Study: Insured pay 'hidden tax' for uninsured health care
WASHINGTON -- The average U.S. family and their employers paid an extra $1,017 in health care premiums last year to compensate for the uninsured, according to a study to be released Thursday by an advocacy group for health care consumers.
Families USA, which supports expanded health care coverage, found that about 37% of health care costs for people without insurance — or a total of $42.7 billion — went unpaid last year. That cost eventually was shifted to the insured through higher premiums, according to the group.
"I don't think anybody has any idea about how much they are paying because of the need to cover the health care costs of the uninsured," said Ron Pollack, the group's executive director. "This is a hidden tax on all insurance premiums, whether it is paid by business for their work or by families when they purchase their own coverage."
As President Obama and Congress take up health care legislation this year, the so-called hidden tax is increasingly becoming a talking point as proof that the U.S. health care system needs to be fixed:
• Senate Finance Committee Chairman Max Baucus, D-Mont., in a May 11 statement announcing policy options for expanding health care coverage, said: "The cost of that care is paid by every American with insurance in the form of a hidden tax of more than $1,000 a year in increased premiums."

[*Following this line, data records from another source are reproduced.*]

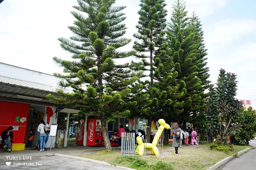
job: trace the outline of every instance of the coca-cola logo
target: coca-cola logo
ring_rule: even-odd
[[[81,140],[83,138],[83,132],[84,132],[84,121],[82,123],[80,122],[79,124],[79,127],[78,127],[78,140]]]
[[[89,135],[88,136],[88,139],[90,141],[93,141],[93,126],[94,126],[94,123],[93,122],[91,121],[89,122],[89,125],[88,126],[88,128],[89,129]]]

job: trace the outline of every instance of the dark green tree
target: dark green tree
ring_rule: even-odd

•Health and Human Services Secretary Kathleen Sebelius, a Democrat, said at a House hearing earlier this month: "The large number of uninsured Americans impose a hidden tax on other citizens as premiums go up, and leaves too many Americans wondering where they will turn if they get sick."
•California Gov. Arnold Schwarzenegger, a Republican, said in a health care speech earlier this month: "We've got to stop that hidden tax. Everyone must be insured."
How this hidden tax will be eliminated will be a point of contention as the debate over health care intensifies.
Baucus, in a statement to USA TODAY, said that ensuring all Americans access to health care is key to improving care while cutting costs. "Health care reform will lower premiums and out-of-pocket costs for American families, free up cash for American businesses and make them more competitive around the world, and cut the country's debt and help keep the Medicare program sustainable for the next generation," he said.
Conservatives, including Robert Moffit of the Heritage Foundation, are wary of any proposals that expand existing government programs or create new ones. He blamed government programs — in particular, inadequate Medicare and Medicaid reimbursements to doctors, hospitals and clinics.
Moffit, director of the foundation's Center for Health Policy Studies, said tax credits or government subsidies should be available for people without coverage to buy their own insurance plan, helping to create a true free market for health care.
"The billions and billions of cost-shifting doesn't add one red cent to the value of patient care," said Moffit, a health official during the Reagan administration. "You pay for market distortions, and when you have stupid government policy, that's what you get."